The station’s robot arm berthed the S.S. Kalpana Chawla to the lab’s Unity module, and astronauts began unpacking the tons of gear inside.

The NG-14 mission delivered early four tons of supplies and experiments to the research lab, including a $23 million titanium toilet that is more female-friendly than the station’s other commode. The mission also carried a high-definition virtual reality camera planned for use on a future spacewalk, fresh food, biomedical experiments, and a plant investigation to test how radishes grow in space.

The Cygnus spacecraft’s pressurized compartment contains NASA’s fifth Saffire fire safety experiment. The payload inside Cygnus builds on Saffire experiments flown on past Cygnus missions, and will monitor how fires grow in a range of pressures and oxygen concentrations expected in future exploration spacecraft, according to NASA.

“We are looking forward to following her autonomous flight and the Saffire experiment, and thank you for bringing us an incredible amount of science and supplies to the space station,” Rubins said Wednesday after the Cygnus spacecraft departed the station.

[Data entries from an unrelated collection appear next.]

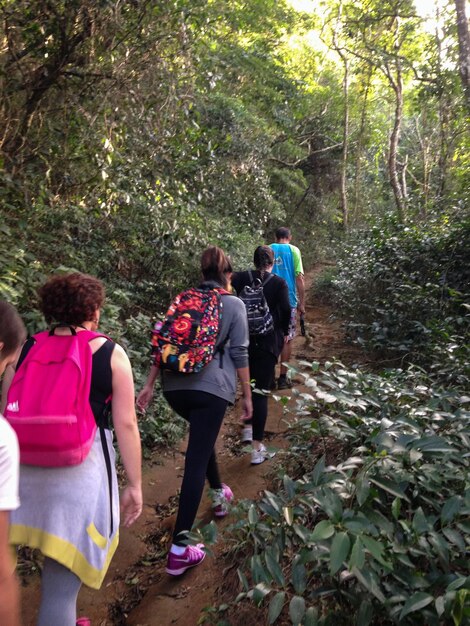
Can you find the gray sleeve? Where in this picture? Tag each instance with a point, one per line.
(239, 338)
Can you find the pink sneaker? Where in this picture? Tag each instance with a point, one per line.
(178, 563)
(222, 498)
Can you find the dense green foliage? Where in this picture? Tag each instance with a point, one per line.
(133, 134)
(380, 536)
(406, 292)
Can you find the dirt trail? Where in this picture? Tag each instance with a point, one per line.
(137, 591)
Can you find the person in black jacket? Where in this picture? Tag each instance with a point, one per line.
(264, 350)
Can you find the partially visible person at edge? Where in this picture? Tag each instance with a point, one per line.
(288, 265)
(264, 350)
(201, 399)
(12, 337)
(69, 513)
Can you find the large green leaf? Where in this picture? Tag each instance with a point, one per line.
(275, 606)
(299, 576)
(391, 487)
(339, 551)
(311, 617)
(274, 567)
(417, 601)
(296, 610)
(323, 530)
(451, 509)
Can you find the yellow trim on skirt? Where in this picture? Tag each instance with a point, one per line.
(64, 552)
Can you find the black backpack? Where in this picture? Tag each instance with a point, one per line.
(260, 320)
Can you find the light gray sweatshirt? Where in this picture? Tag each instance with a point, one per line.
(219, 377)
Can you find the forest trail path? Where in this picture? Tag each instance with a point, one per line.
(137, 591)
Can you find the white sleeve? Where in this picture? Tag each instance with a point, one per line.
(9, 468)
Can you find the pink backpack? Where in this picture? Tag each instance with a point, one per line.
(48, 401)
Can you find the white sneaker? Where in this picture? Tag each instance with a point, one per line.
(247, 434)
(261, 455)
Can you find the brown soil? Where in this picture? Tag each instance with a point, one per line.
(136, 590)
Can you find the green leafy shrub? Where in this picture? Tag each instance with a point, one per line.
(406, 291)
(381, 536)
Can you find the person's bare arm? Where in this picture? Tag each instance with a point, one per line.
(244, 376)
(127, 433)
(7, 378)
(145, 395)
(9, 588)
(300, 284)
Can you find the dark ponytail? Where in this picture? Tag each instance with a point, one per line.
(215, 265)
(12, 330)
(263, 258)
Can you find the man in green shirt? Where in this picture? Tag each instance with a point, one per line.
(288, 265)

The Saffire experiment, developed at NASA’s Glenn Research Center, is housed in a self-contained module inside the Cygnus spacecraft. It will also demonstrate fire detection, combustion product monitoring, and post-fire cleanup, NASA says.

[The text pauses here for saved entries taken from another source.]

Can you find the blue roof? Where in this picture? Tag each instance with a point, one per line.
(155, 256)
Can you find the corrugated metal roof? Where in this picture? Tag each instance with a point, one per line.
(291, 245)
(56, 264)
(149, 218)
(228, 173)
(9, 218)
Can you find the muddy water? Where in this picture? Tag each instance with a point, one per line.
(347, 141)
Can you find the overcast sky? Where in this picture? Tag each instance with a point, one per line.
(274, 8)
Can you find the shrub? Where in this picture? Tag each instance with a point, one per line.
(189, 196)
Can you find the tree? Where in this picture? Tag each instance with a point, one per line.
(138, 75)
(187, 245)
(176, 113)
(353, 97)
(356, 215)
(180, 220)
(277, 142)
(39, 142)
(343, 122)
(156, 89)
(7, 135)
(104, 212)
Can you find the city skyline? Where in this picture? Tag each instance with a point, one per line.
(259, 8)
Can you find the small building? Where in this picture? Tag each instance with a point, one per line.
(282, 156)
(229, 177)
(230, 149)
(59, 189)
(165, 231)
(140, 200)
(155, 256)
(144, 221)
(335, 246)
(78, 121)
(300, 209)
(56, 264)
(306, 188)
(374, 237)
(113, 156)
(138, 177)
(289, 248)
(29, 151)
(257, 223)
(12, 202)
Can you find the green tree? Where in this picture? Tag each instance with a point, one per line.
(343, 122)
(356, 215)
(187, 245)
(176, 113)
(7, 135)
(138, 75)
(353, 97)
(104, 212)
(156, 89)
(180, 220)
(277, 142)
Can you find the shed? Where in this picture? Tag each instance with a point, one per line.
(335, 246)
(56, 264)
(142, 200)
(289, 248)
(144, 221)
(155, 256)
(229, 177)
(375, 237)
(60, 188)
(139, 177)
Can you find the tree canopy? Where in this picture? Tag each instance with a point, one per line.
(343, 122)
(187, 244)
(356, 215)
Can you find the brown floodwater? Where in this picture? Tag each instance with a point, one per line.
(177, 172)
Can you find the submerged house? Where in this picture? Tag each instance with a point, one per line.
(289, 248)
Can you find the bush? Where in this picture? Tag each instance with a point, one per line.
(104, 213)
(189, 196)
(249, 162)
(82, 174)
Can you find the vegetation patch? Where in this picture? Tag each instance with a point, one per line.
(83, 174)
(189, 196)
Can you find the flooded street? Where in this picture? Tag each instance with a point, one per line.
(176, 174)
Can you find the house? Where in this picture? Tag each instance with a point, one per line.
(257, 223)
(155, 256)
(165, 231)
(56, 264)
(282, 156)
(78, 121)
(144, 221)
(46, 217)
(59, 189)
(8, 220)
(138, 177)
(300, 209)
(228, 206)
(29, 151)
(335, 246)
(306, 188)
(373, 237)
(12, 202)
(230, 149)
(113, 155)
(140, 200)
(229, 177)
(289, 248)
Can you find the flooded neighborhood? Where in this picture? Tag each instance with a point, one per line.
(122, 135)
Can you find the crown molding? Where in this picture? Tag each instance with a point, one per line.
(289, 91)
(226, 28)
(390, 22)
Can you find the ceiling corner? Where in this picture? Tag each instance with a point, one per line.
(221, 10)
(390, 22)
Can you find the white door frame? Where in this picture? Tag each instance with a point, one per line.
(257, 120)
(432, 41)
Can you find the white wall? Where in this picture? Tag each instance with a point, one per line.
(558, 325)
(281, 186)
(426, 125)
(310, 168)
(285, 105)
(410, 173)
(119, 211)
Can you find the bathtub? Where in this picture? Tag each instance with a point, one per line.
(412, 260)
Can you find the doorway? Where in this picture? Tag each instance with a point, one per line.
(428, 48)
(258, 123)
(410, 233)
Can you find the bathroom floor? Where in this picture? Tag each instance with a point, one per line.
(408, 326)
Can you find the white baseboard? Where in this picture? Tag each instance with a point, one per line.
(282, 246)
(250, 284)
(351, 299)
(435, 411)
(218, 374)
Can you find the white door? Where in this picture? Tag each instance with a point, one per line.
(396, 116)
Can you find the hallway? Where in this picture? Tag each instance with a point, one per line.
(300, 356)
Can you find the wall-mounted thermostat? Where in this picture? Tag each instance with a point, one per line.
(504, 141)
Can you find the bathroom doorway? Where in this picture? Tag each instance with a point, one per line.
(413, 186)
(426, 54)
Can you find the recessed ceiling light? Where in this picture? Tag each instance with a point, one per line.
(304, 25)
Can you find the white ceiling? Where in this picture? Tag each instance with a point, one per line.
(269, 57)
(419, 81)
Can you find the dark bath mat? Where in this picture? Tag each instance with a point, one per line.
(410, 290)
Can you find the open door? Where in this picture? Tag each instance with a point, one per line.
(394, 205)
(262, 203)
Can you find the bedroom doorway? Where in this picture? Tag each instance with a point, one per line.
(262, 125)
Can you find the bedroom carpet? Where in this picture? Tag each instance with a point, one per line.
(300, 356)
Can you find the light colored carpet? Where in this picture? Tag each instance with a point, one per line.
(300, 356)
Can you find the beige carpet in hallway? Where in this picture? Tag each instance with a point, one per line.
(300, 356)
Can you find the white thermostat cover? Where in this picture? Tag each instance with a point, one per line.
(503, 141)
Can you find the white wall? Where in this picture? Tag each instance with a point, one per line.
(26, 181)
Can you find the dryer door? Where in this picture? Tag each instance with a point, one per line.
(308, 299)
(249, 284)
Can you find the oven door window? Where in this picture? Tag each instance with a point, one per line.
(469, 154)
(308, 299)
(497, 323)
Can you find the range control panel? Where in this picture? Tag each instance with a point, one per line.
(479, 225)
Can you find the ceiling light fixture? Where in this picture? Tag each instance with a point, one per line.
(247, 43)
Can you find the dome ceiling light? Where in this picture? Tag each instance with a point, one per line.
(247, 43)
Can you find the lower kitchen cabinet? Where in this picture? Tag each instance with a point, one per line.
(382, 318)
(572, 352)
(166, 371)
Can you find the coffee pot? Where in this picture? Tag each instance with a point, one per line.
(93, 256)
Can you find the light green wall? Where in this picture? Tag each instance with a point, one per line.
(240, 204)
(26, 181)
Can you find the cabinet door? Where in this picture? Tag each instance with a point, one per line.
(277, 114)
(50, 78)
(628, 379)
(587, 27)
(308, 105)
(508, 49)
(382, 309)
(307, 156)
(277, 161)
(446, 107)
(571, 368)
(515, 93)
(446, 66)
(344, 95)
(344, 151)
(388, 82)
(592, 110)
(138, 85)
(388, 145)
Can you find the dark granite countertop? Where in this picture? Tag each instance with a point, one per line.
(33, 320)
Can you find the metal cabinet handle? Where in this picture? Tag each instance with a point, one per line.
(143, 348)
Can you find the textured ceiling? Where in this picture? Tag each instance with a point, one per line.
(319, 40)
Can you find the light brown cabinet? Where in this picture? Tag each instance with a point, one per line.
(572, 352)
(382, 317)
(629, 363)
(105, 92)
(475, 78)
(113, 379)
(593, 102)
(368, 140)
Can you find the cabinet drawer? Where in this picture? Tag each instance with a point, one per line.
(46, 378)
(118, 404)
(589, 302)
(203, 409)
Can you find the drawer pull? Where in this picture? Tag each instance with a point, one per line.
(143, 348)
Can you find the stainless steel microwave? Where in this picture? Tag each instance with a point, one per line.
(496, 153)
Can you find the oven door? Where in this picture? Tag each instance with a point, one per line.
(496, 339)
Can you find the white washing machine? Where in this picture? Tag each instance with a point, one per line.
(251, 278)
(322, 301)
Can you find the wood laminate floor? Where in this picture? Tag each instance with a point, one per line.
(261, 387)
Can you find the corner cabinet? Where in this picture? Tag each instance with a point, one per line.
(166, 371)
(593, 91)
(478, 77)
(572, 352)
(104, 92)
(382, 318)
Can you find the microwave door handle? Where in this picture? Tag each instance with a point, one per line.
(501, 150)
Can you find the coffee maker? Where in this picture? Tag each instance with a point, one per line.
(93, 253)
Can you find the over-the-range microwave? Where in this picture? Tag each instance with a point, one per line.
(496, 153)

“Data obtained from Saffire-V is to be used in the validation modeling of spacecraft fire response scenarios,” NASA says on its website. “Saffire-V increases our confidence in fire safety equipment and strategies for future spacecraft.”

A Northrop Grumman technology experiment named SharkSat is also mounted to the S.S. Kalpana Chawla. According to a NASA fact sheet, SharkSat will remain attached to the Cygnus spacecraft to demonstrate a Ka-band software defined radio system, which have applications in 5G telecommunications, satellite communications, radar, and autonomous and cognitive systems, according to NASA.

The Cygnus spacecraft is scheduled to fire thrusters for a braking maneuver to drop out of orbit and re-enter the atmosphere Jan. 26. The cargo ship, also loaded with several tons of trash from the space station, is designed to burn up during re-entry over a sparsely-trafficked section of the Pacific Ocean.

Northrop Grumman’s Cygnus spacecraft shares space station resupply duties with SpaceX’s Dragon capsule, the Russian Progress resupply freighter, and Japanese cargo missions.

NASA contracted with SpaceX and Orbital Sciences, now part of Northrop Grumman, in 2008 to fly resupply missions to the space station after the retirement of the space shuttle. Northrop Grumman has flown 14 of those missions, and has another five Cygnus cargo deliveries on contract through 2023.

Northrop Grumman’s next space station cargo mission, NG-15, is scheduled for launch Feb. 20 from Wallops Island, Virginia.